Bone is the most common site for metastasis in human prostate cancer patients. Skeletal metastases are a significant cause of morbidity and mortality and overall greatly affect the quality of life of prostate cancer patients. Despite advances in our understanding of the biology of primary prostate tumours, our knowledge of how and why secondary tumours derived from prostate cancer cells preferentially localise in bone remains limited. Examining the impact of these facets of bone metastasis in vivo remains a significant challenge, as animal models that closely mimic the natural history and malignant progression of clinical prostate cancer are not available.


To develop an animal model of human metastatic prostate cancer. Once a model has been developed and optimised, it was this to test efficacy of immunotherapy using T-cells that have been genetically targeted against prostate-specific membrane antigen (PSMA).

Material and methods

Using PCR, western blot, flow cytometry and ELISA, we performed functional anaylsis of fucosyltransferase 3(FT3) in PC3LN3(PL)and PC3LN3-PSMA (PLP) tumour cell lines. In vivo bioluminescent imaging (BLI) was used to detect metastases.

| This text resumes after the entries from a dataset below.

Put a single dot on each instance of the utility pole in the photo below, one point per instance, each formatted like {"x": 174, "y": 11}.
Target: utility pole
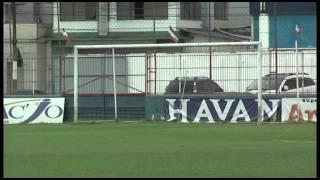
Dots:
{"x": 14, "y": 44}
{"x": 210, "y": 63}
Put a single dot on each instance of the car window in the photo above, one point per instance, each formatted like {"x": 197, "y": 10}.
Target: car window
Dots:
{"x": 308, "y": 82}
{"x": 291, "y": 83}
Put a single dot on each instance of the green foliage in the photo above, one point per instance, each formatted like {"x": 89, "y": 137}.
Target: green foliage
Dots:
{"x": 159, "y": 149}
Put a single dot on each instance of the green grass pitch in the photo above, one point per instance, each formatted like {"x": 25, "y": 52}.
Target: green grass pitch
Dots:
{"x": 160, "y": 149}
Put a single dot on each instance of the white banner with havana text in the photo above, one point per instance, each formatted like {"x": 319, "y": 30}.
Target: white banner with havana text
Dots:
{"x": 305, "y": 110}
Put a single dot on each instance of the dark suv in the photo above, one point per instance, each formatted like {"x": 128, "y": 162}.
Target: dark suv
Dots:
{"x": 192, "y": 85}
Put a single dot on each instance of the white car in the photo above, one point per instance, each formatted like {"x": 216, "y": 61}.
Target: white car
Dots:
{"x": 285, "y": 83}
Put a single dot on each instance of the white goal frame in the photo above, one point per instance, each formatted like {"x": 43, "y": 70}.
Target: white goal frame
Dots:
{"x": 120, "y": 46}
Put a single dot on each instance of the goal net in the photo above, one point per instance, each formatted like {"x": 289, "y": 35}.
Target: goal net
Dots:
{"x": 129, "y": 71}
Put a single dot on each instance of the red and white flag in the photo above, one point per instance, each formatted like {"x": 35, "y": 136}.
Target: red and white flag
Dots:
{"x": 298, "y": 30}
{"x": 173, "y": 34}
{"x": 65, "y": 35}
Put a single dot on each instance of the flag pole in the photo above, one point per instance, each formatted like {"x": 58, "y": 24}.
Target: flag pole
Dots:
{"x": 297, "y": 69}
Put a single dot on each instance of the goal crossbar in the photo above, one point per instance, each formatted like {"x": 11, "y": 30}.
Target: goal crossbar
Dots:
{"x": 165, "y": 45}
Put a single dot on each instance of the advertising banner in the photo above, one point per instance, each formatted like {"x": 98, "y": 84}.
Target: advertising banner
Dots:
{"x": 33, "y": 110}
{"x": 305, "y": 110}
{"x": 220, "y": 110}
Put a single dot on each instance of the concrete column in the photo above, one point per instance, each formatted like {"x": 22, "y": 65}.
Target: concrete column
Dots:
{"x": 264, "y": 30}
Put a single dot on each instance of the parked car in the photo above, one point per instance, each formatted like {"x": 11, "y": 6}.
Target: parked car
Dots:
{"x": 192, "y": 85}
{"x": 286, "y": 83}
{"x": 27, "y": 92}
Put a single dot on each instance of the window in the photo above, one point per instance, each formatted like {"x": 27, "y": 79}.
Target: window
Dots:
{"x": 138, "y": 10}
{"x": 292, "y": 83}
{"x": 78, "y": 11}
{"x": 220, "y": 10}
{"x": 142, "y": 10}
{"x": 190, "y": 10}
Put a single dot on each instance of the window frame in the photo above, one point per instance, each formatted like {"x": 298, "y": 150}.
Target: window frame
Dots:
{"x": 75, "y": 16}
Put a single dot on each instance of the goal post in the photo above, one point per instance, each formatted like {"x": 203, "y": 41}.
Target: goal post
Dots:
{"x": 114, "y": 47}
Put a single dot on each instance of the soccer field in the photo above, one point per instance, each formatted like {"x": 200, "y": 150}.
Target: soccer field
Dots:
{"x": 160, "y": 149}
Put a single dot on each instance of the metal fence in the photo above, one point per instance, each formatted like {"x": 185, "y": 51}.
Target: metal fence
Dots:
{"x": 150, "y": 71}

In preliminary studies, we have observed that delivery of a FT3-encoding retroviral vector to PL and PLP enables them to express sialyl Lewis X and to acquire E-selectin binding activity. We also showed that FT3 promotes increased PLP motility and invasiveness in vitro. Bioluminescent animal model of metastasised prostate cancer is established to determine the effect of this upon their pattern of metastatic spread in SCID Beige mice.


We have established an in-vivo model of PSMA-expressing prostate cancer. This will serve as a platform to test immunotherapy using P28z+ T-cells.